When you are dealing with an enterprise as large as the federal government, mistakes in payments are bound to happen, but at what point does a preventable mistake become negligence?
We’ll drawn that line at 6 feet under.
While there is no official aggregation of improper payments to the deceased, we know that billions in federal payments have gone to the dead. Former Senator and Pursuit founder, Tom Coburn issued a report entitled Federal Programs to Die for: American Tax Dollars Sent Six Feet Under. The report highlighted more than $1 billion in payments to over 250,000 deceased beneficiaries in a 10-year period. These improper payments continue, with a slew of reports finding billions paid to farmers, hundred of millions to federal retirees, and millions in Medicaid payments who had already passed.
What is the root cause of this negligence? Part of it is clerical and the other is bureaucratic buck passing.

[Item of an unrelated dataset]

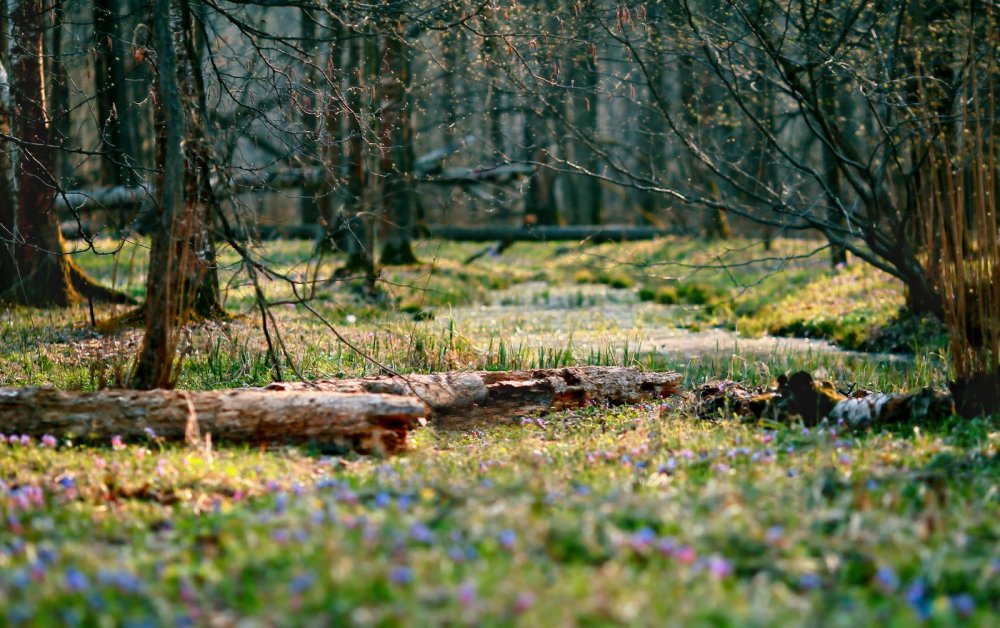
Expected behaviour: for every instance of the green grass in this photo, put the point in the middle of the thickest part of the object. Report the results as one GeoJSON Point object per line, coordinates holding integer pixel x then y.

Let’s start with the bureaucracy.
The Social Security Administration (SSA) holds the most comprehensive information on who has died in what has to be the most ominous sounding document in the federal government – the Death Master File. SSA gathers death records from several sources, including other federal agencies, surviving family members, financial institutions, funeral homes, and an electronic reporting system that 43 states participate in. The Death Master File is cross-referenced to ensure the federal government is not sending benefit payments to the deceased.
The problem?
SSA actually has two versions of this file – the “full” Death Master File and the “public” Death Master File. The latter file does not include the death data that SSA receives from states and contains about 10 percent fewer records than the full version. But as the SSA relies more and more on electronic submissions from states, the gap will continue to grow. SSA will only share the full file with some agencies (the Office of Personnel Management, Department of Defense (DoD), Centers for Medicare & Medicaid Services (CMS), the VA, and the IRS). The other agencies, including major benefit paying organizations such as the Department of Agriculture and FEMA, are stuck with the incomplete version.
Why have two files?
The SSA is miffed at handling the death data in the first place. Despite maintaining the Death Master File since 1983, SSA is reluctant to do anything beyond the basics. They have been compelled by Congress to share the “public” file with other federal agencies, but contend that verification of death records or providing it to other agencies would violate the Anti-Deficiency Act. They won’t verify any records that come in unless the person was receiving Social Security payments. Because the SSA is funded via payroll tax, they deem it inappropriate to perform any activities outside their mission. Womp womp.
While Congress did pass the Federal Improper Payments Coordination Act of 2015 which included a provision for SSA to share the Death Master File, SSA says that an amendment to the Social Security Act is needed for them to share the full file with other agencies.
Fortunately, there is a bipartisan, bicameral bill sponsored by Senators Carper (D-DE) and Kennedy (R-LA) and Reps. Bustos (D-IL) and Gianforte (R-MT) that would do just that. The Stopping Improper Payments to Deceased People Act would amend the Social Security Act to allow for the sharing of the full Death Master File with other agencies.
The bill would also require SSA to come up with a plan for ensuring the accuracy and completeness of the death data it maintains…which takes us to the next problem.
The oldest known person in the world is 115. Yet, a 2015 report found that 6.5 million people over the age of 112 were listed as alive in SSA’s records and that 70,000 of these were actively reporting wages to SSA.
While that’s a standout, several oversight reports this year found benefit payments paid out due to inaccuracies with the Death Master File. Some of it is self-inflicted. In 2012, the SSA Office of Inspector General (OIG) provided SSA a list of 10,764 deceased beneficiaries with discrepancies in their death dates. In a follow up audit this year, 9,500 (88 percent) had still not been corrected six years later.
A 2009 audit found SSA provided $40 million in payments to 6,000 deceased beneficiaries. A 2013 audit found $31 million paid to 2,475 deceased beneficiaries. Last year, another audit found 1,281 deceased beneficiaries, including 56 that had been identified in prior audits, received benefits after their death, costing $20 million.
Some more reports from just this past year found the following:
- SSA issued $2.3 million in payments to beneficiaries that other agencies had already determined were deceased
- Ohio paid $93 million in Medicaid payments to the deceased. Wisconsin paid $589,000 in Medicaid dollars to deceased beneficiaries.
- Not all of Connecticut’s death records made it to SSA, resulting in $1.9 million in improper payments to the deceased.
This is a snapshot of the massive problems with improper payments in the federal government – which have totaled $1.4 trillion since 2003. In 2017 alone, the federal government made $141 billion in improper payments, which is more than the amount of federal loans and Pell grants awarded combined.
Dr. Coburn’s words from 2011 ring even more true today. “At this point in our nation’s history, it is of the utmost importance that every tax dollar spent by the government be put to good use. This means spending within our means on the living, not outside our means on the dead.”
Stopping our tax dollars from going six feet under would be a a great start.